Netze schützen Regentonnen
Die Asiatische Tigermücke ist eine Stechmückenart, die ursprünglich aus Südostasien stammt, sich weltweit aber immer mehr ausbreitet und seit einigen Jahren auch als sogenannter Lästling in Seeheim-Jugenheim nachgewiesen ist. Denn im Gegensatz zu den hiesigen Stechmücken sind die Tigermücken rund um die Uhr aktiv und stellen mit ihrem hohen Vorkommen sowie ihrem aggressiven Stechverhalten für Anwohner in den betroffenen Gebieten eine enorme Belästigung dar. Mit verschiedenen Angeboten ist die Gemeinde in der Bekämpfung der Tigermücken aktiv. Neben der Bereitstellung von Bti, einem Bioinsektizid etwa zum Gießen von Abflüssen und Straßengullys, gibt es seit diesem Jahr auch kostenlose Netze für Regentonnen.
Die Netze sind in vier verschiedenen Größen vorhanden und werden mit einem Zipper-Verschluss eng um die Tonnen gezogen, sodass Tigermücken nicht eindringen und ihre Eier ablegen können. Regenwasser lassen die Netze aber problemlos durch. „Das ist eine einfache Methode, um trotz Tigermückenplage auch weiterhin Wasser sammeln und zum Bewässern der Gärten verwenden zu können“, erklärt Lisa Dönges vom Bereich Umwelt und Klimaschutz bei der Gemeindeverwaltung. Bis zu vier Netze gibt die Gemeinde solange der Vorrat reicht kostenlos an Bürger ab. Alternativ besteht die Möglichkeit, die Regentonnen mit einem festen Deckel, einem Standfuß und einem Auslaufhahn zu versehen. Die Gießkanne lässt sich so bequem unter dem Hahn platzieren und die Tonne ist vor den Stechmücken sicher. Brutstätten und Wasseransammlungen konsequent zu vermeiden, gilt als die wichtigste Strategie bei der Bekämpfung der Tigermücken. Dabei sind die ausgesprochen anpassungsfähigen Insekten nicht wählerisch und nutzen nahezu jede Möglichkeit, wo sich Wasser ansammeln kann: etwa in Untersetzern, herumliegendem Spielzeug und Joghurtbechern, verstopften Regenrinnen und Abflüssen oder offenen Regentonnen.

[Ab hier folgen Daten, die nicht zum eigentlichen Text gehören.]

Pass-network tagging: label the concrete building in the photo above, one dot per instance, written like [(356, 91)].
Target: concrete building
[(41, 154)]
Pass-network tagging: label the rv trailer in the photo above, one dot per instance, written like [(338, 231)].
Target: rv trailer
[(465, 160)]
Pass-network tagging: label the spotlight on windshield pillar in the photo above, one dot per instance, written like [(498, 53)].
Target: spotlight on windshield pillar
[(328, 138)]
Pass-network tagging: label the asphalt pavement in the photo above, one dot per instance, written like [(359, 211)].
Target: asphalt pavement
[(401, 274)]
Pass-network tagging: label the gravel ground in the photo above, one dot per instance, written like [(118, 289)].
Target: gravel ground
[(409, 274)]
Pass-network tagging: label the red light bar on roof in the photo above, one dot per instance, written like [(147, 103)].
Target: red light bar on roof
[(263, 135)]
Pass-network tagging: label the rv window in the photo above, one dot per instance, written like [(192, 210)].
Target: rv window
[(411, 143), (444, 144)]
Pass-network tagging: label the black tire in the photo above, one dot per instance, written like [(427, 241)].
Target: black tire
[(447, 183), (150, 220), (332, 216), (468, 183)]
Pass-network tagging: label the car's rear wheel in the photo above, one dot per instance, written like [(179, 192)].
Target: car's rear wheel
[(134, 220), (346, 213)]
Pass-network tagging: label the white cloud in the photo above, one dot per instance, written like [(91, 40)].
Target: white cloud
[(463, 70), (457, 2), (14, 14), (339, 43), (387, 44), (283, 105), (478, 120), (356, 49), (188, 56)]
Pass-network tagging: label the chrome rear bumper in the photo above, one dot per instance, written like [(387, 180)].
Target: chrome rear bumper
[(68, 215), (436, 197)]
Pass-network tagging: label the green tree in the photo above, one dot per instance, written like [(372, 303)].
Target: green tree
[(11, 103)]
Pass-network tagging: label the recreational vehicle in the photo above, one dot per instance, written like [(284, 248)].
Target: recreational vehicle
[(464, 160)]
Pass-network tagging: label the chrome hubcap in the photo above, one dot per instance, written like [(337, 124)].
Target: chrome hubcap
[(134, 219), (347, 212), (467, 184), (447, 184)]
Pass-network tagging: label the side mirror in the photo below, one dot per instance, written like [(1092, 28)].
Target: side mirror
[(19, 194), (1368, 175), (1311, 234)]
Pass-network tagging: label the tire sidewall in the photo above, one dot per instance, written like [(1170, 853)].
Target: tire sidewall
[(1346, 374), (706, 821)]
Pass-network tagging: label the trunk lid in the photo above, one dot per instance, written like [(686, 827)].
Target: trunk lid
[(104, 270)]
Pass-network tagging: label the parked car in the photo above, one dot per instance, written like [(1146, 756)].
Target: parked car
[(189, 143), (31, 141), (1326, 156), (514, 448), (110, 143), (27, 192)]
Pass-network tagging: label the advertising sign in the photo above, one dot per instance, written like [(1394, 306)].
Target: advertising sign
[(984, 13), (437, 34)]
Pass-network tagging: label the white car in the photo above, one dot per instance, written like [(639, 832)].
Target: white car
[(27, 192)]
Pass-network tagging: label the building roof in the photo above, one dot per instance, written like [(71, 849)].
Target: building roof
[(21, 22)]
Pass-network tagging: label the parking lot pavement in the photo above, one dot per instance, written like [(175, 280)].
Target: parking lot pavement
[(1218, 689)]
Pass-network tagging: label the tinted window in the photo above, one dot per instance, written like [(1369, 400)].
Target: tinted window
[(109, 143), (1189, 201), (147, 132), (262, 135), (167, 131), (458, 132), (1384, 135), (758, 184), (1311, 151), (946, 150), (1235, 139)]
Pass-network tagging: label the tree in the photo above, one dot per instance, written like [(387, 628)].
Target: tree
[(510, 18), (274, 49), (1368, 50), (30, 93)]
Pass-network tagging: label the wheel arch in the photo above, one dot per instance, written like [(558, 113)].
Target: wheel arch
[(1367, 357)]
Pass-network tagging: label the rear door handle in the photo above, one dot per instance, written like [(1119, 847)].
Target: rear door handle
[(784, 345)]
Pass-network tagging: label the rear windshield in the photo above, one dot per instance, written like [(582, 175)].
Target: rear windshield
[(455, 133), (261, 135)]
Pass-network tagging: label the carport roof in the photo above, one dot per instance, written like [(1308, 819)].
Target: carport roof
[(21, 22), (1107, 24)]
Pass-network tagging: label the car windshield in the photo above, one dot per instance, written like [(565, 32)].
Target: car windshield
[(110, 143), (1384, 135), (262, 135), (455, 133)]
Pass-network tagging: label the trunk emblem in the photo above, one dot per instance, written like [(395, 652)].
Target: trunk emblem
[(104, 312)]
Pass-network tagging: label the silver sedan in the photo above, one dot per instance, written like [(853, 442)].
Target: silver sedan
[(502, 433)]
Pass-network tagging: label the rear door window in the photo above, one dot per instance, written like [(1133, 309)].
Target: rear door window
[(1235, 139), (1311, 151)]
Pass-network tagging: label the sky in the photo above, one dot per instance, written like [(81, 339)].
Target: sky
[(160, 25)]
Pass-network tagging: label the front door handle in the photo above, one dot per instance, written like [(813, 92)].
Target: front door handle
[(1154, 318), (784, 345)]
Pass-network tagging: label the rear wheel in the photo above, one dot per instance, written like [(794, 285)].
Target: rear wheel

Bti sowie Netze für die Regentonnen gibt es bei vorheriger Terminanfrage bei Lisa Dönges, Tel. 06257/990-206, E-Mail lisa.doenges@seeheim-jugenheim.de
Ausführliche Informationen und Handlungsempfehlungen zu Tigermücken und weiteren invasiven Arten auf der Gemeinde-Webseite gibt es hier.
Zur Asiatischen Tigermücke
Die Asiatische Tigermücke wurde 2018 wurde erstmals in Hessen nachgewiesen. Etliche Meldungen von Bürgerinnen und Bürgern beim Hessischen Landesamt für Gesundheit und Pflege (HLfGP) belegen, dass die lästige Stechmücke seit 2022 auch in einigen Teilen von Seeheim-Jugenheim anzutreffen ist, dabei insbesondere im Ortsteil Seeheim.
Tigermücken können Krankheiten wie etwa das Dengue-Fieber übertragen, was in Deutschland allerdings noch eine eher untergeordnete Rolle spielt. Hierzulande sind sie eher als sogenannter Lästling aktiv, denn die nur etwa einen Zentimeter großen Stechmücken mit ihrem auffälligen schwarz-weiß gestreiften Längsstreifen am Rücken belästigen, einmal angesiedelt, mit ihren Stichen rund um die Uhr. Dies unterscheidet sie von den herkömmlichen Mücken, die nur in der Dämmerung aktiv sind. Die Tigermücken-Saison geht in der Regel von Anfang April bis Ende September.